I didn’t say “a” human, I said any other human. It also has nothing to do with what is convenient for you.
What about my post makes you think I don’t know what Godwin’s Law is? Perhaps it is you who didn’t understand Steve MB’s post? Or did you not bother to read it in the rush to try to prove yourself superior?
Well, yes, you bloody fool, in a hypothetical scenario where the person being chosen deserves to die anyway, why wouldn’t you choose the kill a person who deserves it? The life of the animal doesn’t even have to enter into that equation; presumably if you have a chance to run over John Wayne Gacy you’d do it for the sake of running him over.
What’s creepy is the idea that a human would sacrifice an ordinary human for the sake of an animal.

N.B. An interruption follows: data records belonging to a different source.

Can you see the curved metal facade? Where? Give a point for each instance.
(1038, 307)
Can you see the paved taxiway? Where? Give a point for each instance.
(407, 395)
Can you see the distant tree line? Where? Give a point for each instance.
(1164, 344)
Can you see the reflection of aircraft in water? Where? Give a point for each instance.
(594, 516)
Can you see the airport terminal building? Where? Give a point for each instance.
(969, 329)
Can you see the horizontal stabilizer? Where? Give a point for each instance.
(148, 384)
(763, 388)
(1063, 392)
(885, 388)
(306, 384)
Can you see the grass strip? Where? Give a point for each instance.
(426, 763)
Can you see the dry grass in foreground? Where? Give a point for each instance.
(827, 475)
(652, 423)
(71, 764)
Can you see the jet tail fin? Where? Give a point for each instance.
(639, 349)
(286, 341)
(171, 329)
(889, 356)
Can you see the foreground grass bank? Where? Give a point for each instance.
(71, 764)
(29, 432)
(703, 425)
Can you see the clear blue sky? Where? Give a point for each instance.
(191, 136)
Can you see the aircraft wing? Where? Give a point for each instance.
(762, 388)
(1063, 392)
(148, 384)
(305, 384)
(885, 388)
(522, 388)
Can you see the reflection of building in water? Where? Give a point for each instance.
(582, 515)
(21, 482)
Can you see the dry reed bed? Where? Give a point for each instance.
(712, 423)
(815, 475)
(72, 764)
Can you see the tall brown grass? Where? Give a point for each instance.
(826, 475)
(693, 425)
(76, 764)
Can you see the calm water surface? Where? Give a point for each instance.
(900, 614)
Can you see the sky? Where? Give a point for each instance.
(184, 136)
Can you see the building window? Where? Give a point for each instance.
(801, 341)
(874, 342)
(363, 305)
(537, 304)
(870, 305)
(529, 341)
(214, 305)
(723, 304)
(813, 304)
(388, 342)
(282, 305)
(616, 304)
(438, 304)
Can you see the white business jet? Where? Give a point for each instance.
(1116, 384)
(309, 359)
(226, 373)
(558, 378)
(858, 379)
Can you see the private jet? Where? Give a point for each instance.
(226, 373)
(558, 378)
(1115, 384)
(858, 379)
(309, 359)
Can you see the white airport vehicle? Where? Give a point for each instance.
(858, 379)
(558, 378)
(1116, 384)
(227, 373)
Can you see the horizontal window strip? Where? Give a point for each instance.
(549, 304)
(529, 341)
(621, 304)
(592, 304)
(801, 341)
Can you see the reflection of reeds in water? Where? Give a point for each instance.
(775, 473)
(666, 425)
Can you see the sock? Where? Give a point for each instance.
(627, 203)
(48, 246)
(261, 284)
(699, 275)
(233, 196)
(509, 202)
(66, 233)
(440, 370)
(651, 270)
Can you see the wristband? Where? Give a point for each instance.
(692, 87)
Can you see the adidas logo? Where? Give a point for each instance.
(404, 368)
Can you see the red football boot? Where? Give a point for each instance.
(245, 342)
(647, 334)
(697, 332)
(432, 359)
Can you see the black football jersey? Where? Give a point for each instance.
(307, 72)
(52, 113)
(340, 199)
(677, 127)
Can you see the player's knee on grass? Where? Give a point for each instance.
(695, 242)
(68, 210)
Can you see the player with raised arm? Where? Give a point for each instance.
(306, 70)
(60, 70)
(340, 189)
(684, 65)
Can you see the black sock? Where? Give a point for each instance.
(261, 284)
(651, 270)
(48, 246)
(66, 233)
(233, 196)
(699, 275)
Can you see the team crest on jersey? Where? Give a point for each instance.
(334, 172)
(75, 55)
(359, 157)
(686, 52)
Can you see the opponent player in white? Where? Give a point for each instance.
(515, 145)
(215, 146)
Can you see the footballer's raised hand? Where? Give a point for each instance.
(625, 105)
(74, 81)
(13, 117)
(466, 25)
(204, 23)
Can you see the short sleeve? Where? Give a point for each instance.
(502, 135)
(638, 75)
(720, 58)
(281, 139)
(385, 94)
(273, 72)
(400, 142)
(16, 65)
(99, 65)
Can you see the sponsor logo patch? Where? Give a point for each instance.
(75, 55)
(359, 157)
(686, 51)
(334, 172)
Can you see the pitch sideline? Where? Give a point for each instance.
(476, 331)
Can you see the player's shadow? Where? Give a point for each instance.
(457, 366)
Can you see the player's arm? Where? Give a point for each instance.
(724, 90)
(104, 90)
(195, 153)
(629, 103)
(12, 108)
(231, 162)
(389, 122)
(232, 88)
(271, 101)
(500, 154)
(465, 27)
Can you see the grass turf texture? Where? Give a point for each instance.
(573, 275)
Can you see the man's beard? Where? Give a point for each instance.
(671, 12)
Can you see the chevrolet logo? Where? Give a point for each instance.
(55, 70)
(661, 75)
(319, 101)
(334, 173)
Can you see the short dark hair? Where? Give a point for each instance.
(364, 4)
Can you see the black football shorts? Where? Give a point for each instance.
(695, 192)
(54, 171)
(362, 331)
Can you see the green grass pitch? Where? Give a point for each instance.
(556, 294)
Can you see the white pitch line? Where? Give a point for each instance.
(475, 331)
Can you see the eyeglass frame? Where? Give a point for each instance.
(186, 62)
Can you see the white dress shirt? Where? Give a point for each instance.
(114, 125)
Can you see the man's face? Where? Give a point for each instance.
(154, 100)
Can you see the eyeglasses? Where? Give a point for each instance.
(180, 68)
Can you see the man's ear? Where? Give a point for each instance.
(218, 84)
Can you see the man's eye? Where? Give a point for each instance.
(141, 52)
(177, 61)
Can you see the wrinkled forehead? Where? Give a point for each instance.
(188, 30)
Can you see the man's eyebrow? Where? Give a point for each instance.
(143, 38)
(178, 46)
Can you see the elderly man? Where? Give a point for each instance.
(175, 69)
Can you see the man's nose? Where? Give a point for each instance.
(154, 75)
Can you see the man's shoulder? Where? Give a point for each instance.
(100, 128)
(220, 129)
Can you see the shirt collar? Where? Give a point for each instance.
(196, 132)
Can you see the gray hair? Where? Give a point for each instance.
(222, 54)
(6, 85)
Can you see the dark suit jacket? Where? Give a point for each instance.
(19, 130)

I had to Google Jean Teasdale since I don’t know who she is - apparently a columnist for the Onion?
Actually, no, I tend to believe in the justice system and would not just run over someone because they had been accused of a crime.
However, that had not been stated in here until I forced you to do so. Before this it has been how can I even think of wanting to save my pet instead of some random stranger, and the assumption has been that all random strangers are worthy human beings that deserve to be saved rather than, well, run over.
Are you beginning to get it yet, you bloody fool?